In questo quadro, ha detto ancora Lazzeri, “il sistema doganale sta diventando sempre più marcatamente l’ago della bilancia dell’efficienza logistica del paese”. Con normative europee che dovrebbero essere comuni e invece sono spesso alla base di una vera concorrenza tra gli Stati. Poi nel nostro paese il dibattito politico sulla logistica si sta focalizzando in maniera esclusiva sull’autotrasporto, “trascurando il fatto che è solo un anello di una catena ben più complessa e articolata. Peraltro “la politica dei costi minimi per la sicurezza” – ha ribadito il presidente di Fedespedi – porterà a gravare di ulteriori incertezze e litigiosità un settore già troppo instabile.
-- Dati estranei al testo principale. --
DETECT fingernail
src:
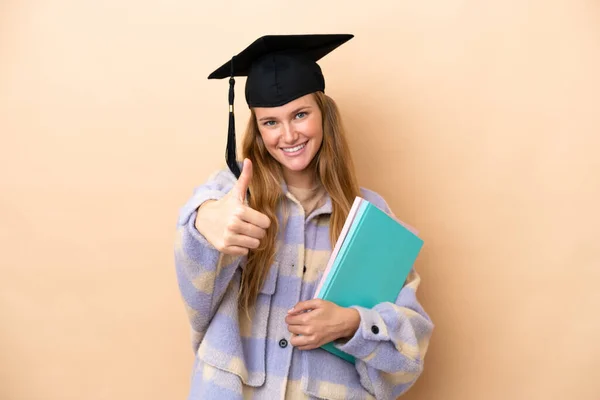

Occorre in sostanza. dicono gli spedizionieri – riformare nella sua interezza il settore logistico dove i punti di criticità sono la qualità delle infrastrutture, la struttura e la governance del ciclo logistico, l’inadeguatezza programmatoria e normativa.
Anche nel dibattito seguito alla relazione – vi hanno preso parte Biagio Bruni (Anama), Giulio De Metrio (SEA), Caroline Van Doorn (Port Authority Rotterdam), Fausto Forti (Confetra), Luigi Merlo (Port Authority Genova) e Marco Sorgetti (Clecat) – il punto focale è risultato il troppo complesso e farraginoso sistema dei controlli doganali italiani, tra l’altro duplicati spesso dalla finanza e da altri organismi. Con il risultato, è stato detto, che alla fine il costo delle operazioni in un porto di transhipment come Gioia Tauro risulta oggi dieci volte superiore a quello dell’analogo Tangeri 2. Altro esempio: a Genova c’è un funzionario doganale ogni 4.957 contenitori mentre a Rotterdam ogni 9.068. Un confronto che parla da solo e che ha fatto scaldare Merlo, ma che non è stato contestato.
La proposta finale: allargare la compertenza delle Port Authority italiane anche alle aree retroportuali connesse per i traffici, realizzare distretti portuali veri e propri, accelerare lo sportello unico doganale, migliorare le infrastrutture e non cercare di “ingessare” il libero mercato dei trasporti.
Tante proposte, che Giachino ha detto di considerare legittime. Ma il problema è – come dicevano molti in sala all’assemblea – che siamo in drammatico ritardo sui paesi concorrenti. E il mercato non aspetta.